Regulation of Meal Size by Satiety Peptides and Adiposity Signals

Peptides in the gastrointestinal tract and brain are believed to play an important role in the body's decision to commence and conclude meal consumption. When a meal is being consumed, these peptides are secreted by the gut to indicate the level of satiety. Some of this information can be used by the brain to determine the feeling of fullness, in turn influencing the decision to cease consumption. Cholecystokinin (CCK), a polypeptide located in the peripheral and central nervous systems, is one such satiety signal. It is released in proportion to the amount of food being consumed and helps to determine the amount consumed. Following a meal, CCK is secreted from muco-sal epithelial cells in the first segment of the duodenum and stimulates the delivery of digestive enzymes from the pancreas, as well as bile from the gallbladder, into the small intestine. In addition, CCK is produced by neurons in the enteric nervous system and is widely distributed in the brain. The exogenous administration of CCK (and CCK-8, its synthetic analogue) has been shown to influence the amount of food consumed in proportion to the dose given.
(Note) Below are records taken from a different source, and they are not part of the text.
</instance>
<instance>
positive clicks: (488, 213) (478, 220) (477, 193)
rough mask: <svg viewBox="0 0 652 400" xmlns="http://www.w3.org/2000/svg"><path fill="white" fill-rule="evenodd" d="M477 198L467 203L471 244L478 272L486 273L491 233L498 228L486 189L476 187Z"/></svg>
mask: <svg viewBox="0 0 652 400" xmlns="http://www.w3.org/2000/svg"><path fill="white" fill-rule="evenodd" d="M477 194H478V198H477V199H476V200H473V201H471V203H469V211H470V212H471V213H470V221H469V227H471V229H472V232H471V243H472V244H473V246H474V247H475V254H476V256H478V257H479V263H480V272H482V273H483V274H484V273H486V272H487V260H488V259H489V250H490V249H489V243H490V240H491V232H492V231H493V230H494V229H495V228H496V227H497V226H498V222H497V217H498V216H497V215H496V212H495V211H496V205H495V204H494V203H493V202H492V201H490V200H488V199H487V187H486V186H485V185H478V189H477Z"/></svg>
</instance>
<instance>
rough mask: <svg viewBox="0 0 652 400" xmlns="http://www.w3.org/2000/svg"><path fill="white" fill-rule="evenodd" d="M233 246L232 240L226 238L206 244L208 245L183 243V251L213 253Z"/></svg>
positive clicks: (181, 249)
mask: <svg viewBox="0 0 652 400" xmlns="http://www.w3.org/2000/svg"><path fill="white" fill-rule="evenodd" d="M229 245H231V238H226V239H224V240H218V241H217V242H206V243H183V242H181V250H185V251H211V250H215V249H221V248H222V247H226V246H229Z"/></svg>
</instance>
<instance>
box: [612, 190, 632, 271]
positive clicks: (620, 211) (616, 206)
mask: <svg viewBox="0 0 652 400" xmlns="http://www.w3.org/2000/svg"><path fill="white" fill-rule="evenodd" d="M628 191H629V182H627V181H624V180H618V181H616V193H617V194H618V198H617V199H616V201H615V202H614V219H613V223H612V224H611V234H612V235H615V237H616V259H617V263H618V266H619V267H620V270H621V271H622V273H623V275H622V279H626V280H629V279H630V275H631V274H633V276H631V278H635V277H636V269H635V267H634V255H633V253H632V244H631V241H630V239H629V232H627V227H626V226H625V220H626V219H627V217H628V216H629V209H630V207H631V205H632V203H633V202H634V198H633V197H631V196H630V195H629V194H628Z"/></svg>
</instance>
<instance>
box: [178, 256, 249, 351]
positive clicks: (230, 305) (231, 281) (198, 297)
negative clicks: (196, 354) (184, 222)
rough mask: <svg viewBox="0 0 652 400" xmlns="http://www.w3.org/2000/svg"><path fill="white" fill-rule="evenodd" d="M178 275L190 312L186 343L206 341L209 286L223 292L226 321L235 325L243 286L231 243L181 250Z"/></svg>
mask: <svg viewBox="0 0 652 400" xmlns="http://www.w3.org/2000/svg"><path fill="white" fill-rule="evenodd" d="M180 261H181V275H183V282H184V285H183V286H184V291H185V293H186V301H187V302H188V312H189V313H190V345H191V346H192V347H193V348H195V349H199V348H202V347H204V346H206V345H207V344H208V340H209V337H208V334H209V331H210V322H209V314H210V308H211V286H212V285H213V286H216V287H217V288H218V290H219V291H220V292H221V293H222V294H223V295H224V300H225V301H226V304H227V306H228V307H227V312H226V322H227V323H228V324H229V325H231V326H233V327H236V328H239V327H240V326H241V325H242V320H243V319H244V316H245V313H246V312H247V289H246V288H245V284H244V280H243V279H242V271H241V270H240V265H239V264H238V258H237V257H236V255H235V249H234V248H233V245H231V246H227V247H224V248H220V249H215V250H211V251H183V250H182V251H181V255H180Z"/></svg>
Although CCK (and other satiety signals) acts to limit meal size, it is important to note that it has little effect on body fat stores, meaning that it does not take into consideration the existing adiposity of the individual when signaling the onset of satiety. Therefore, adiposity signals must be considered in parallel because they also play a part in the process of determining meal size.

Adiposity signals such as leptin act in conjunction with satiety signals in the brain during digestion and their concentration is determined in relation to the degree of adiposity. Like CCK, the effect on meal consumption and body weight of their exogenous administration is dose dependent. Leptin is a peptide hormone produced predominantly by adipocytes, and it is also secreted by the epithelial cells of the stomach. The definitive role of leptin in digestive physiology is still being determined, but it is thought to play a part in limiting food intake in conjunction with CCK. It is when the adiposity signals interact with, and influence, the satiety signals originating from the gut that an attempt at controlling energy intake and meal size is made.